Segundo o mesmo responsável, o disparo de preços nos serviços de sistema pode ser motivado, por exemplo, por um produtor com uma central hidroelétrica que não está interessado em produzir naquela hora, de forma a guardar a água da barragem para produzir mais tarde, quando os preços normais do mercado forem mais elevados. Por não ter especial interesse em turbinar naquele período, esse produtor tende a cobrar pelos serviços de sistema um preço mais alto.

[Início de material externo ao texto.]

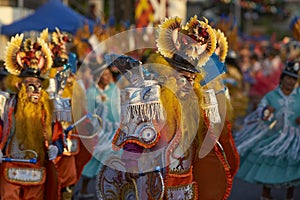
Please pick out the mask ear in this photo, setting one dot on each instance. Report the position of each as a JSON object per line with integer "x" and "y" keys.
{"x": 18, "y": 85}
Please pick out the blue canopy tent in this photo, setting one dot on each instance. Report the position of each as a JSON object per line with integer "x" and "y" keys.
{"x": 50, "y": 15}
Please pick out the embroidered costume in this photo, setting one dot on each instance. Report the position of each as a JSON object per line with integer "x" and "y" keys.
{"x": 27, "y": 148}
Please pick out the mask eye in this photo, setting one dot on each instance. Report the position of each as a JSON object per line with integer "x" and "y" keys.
{"x": 30, "y": 88}
{"x": 182, "y": 80}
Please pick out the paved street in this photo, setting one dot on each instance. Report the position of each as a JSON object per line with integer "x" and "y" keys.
{"x": 245, "y": 191}
{"x": 241, "y": 191}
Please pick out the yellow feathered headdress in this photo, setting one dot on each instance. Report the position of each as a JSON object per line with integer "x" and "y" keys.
{"x": 187, "y": 47}
{"x": 29, "y": 58}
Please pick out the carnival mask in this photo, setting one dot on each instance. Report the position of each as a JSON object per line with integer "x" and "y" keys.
{"x": 33, "y": 88}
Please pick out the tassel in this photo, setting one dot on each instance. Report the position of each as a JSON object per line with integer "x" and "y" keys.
{"x": 210, "y": 106}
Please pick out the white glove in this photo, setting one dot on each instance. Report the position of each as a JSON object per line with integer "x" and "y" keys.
{"x": 52, "y": 152}
{"x": 1, "y": 155}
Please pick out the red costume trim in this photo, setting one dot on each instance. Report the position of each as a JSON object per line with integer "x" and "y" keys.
{"x": 232, "y": 143}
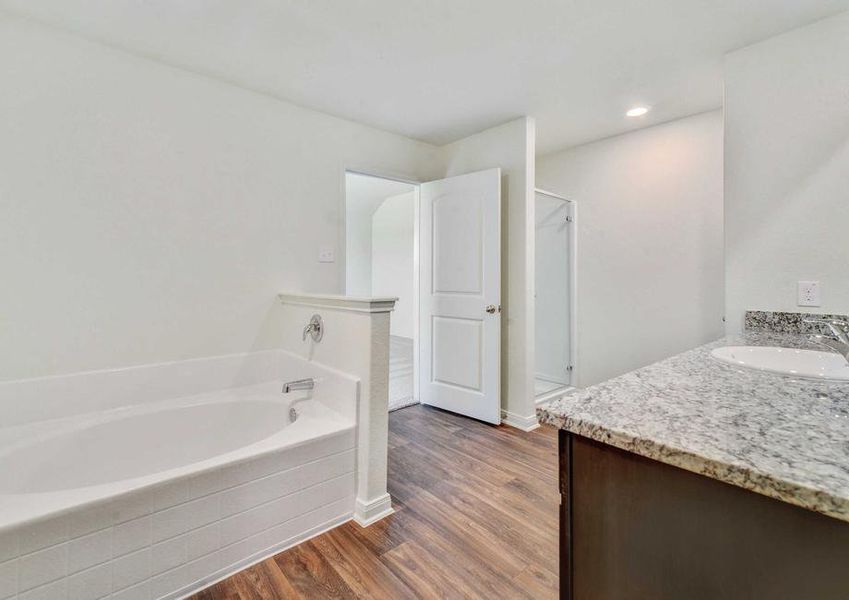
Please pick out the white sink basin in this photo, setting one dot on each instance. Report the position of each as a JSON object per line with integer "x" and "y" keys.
{"x": 808, "y": 364}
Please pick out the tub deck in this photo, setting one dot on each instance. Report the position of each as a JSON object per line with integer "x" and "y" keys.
{"x": 476, "y": 516}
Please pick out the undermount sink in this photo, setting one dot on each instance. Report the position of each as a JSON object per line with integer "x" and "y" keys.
{"x": 807, "y": 364}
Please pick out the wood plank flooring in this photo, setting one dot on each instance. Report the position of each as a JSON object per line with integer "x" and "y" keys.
{"x": 477, "y": 517}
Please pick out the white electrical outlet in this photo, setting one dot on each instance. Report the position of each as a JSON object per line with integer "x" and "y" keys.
{"x": 326, "y": 254}
{"x": 809, "y": 293}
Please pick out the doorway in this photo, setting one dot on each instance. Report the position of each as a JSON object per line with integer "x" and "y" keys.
{"x": 436, "y": 247}
{"x": 381, "y": 260}
{"x": 554, "y": 294}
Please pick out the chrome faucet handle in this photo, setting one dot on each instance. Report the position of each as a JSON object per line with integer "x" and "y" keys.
{"x": 839, "y": 328}
{"x": 315, "y": 329}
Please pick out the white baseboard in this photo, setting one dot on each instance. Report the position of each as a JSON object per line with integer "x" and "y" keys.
{"x": 366, "y": 513}
{"x": 524, "y": 423}
{"x": 543, "y": 398}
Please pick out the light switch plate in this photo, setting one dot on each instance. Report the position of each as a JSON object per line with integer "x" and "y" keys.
{"x": 326, "y": 254}
{"x": 809, "y": 293}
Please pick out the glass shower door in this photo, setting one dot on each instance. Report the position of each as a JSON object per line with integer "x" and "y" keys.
{"x": 553, "y": 293}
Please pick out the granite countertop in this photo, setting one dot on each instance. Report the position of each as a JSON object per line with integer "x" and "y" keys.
{"x": 781, "y": 437}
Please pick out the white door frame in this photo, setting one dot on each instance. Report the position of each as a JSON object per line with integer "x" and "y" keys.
{"x": 573, "y": 296}
{"x": 416, "y": 274}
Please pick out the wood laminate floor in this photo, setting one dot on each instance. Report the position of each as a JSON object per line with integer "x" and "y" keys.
{"x": 476, "y": 517}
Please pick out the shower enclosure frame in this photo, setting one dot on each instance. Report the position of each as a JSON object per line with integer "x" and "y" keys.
{"x": 574, "y": 376}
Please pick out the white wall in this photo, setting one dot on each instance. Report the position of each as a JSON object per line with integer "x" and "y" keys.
{"x": 787, "y": 170}
{"x": 650, "y": 266}
{"x": 150, "y": 214}
{"x": 392, "y": 266}
{"x": 511, "y": 147}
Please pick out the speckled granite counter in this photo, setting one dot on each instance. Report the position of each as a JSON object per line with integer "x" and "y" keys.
{"x": 784, "y": 438}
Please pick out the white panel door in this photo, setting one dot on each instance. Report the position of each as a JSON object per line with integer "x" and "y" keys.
{"x": 460, "y": 324}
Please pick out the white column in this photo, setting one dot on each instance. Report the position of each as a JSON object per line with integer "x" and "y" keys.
{"x": 356, "y": 341}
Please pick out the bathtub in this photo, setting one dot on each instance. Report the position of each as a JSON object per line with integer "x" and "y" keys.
{"x": 162, "y": 498}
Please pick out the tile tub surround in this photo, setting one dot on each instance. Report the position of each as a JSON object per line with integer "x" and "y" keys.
{"x": 767, "y": 433}
{"x": 166, "y": 537}
{"x": 176, "y": 538}
{"x": 784, "y": 322}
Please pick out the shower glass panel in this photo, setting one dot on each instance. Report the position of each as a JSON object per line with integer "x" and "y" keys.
{"x": 553, "y": 296}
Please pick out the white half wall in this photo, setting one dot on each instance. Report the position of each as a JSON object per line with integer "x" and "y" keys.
{"x": 510, "y": 147}
{"x": 787, "y": 170}
{"x": 150, "y": 214}
{"x": 649, "y": 227}
{"x": 392, "y": 264}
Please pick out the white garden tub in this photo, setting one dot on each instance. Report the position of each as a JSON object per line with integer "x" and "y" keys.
{"x": 160, "y": 499}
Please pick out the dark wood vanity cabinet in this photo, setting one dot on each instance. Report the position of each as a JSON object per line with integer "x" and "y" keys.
{"x": 634, "y": 528}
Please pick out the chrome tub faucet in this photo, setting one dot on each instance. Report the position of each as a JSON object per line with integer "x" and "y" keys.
{"x": 838, "y": 341}
{"x": 314, "y": 329}
{"x": 299, "y": 384}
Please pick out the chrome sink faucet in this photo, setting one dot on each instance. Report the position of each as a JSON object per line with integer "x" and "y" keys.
{"x": 839, "y": 338}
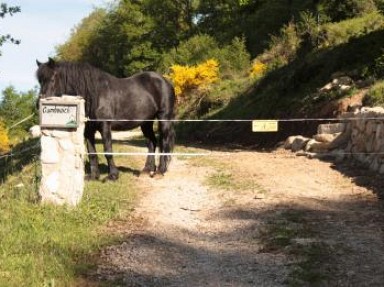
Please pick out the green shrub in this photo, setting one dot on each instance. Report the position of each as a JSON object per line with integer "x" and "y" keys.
{"x": 338, "y": 33}
{"x": 340, "y": 10}
{"x": 233, "y": 58}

Não é ainda claro o motivo pelo qual a espanhola REE não recorreu, perante aquela crise, ao mecanismo de interruptibilidade, segundo o qual o operador da rede pode, mediante um aviso prévio de algumas horas, obrigar alguns clientes industriais (os que tenham aderido a esse mecanismo) a desligar o abastecimento de eletricidade.
O mercado de serviços de sistema tem um preço máximo de 9.999 euros por MWh, mas no mercado diário (que fixa os preços, hora a hora, para o dia seguinte) os preços praticados só podem oscilar entre os zero e os 180 euros por MWh (esta quinta-feira o preço ronda os 46 euros por MWh).
O episódio de terça-feira terá um impacto limitado, ou mesmo imperceptível, para os consumidores finais de eletricidade, uma vez que o volume de energia contratada ao preço recorde foi reduzido e o seu custo acabará diluído nos volumes mensais que são transacionados no Mibel, a preços ditos "normais".
Recorde-se que o mercado de serviços de sistema já foi investigado em Portugal pela Autoridade da Concorrência (AdC) que concluiu ter havido manipulação por parte da EDP entre 2009 e 2013, obtendo ganhos exagerados neste mercado de balanço graças à indisponibilidade de algumas centrais hidroelétricas suas abrangidas pelas rendas do regime CMEC - Custos para a Manutenção do Equilíbrio Contratial.
Em setembro do ano passado a AdC emitiu uma nota de ilicitude, na qual estimava que a prática da EDP Produção terá "gerado um dano para o sistema elétrico nacional e para os consumidores de cerca de 140 milhões de euros". A investigação iniciou-se em 2016. Já em fevereiro do corrente ano a presidente da AdC, Margarida Matos Rosa, indicou no Parlamento que a EDP já respondeu à nota de ilicitude e que a decisão final da AdC será tomada até final do ano.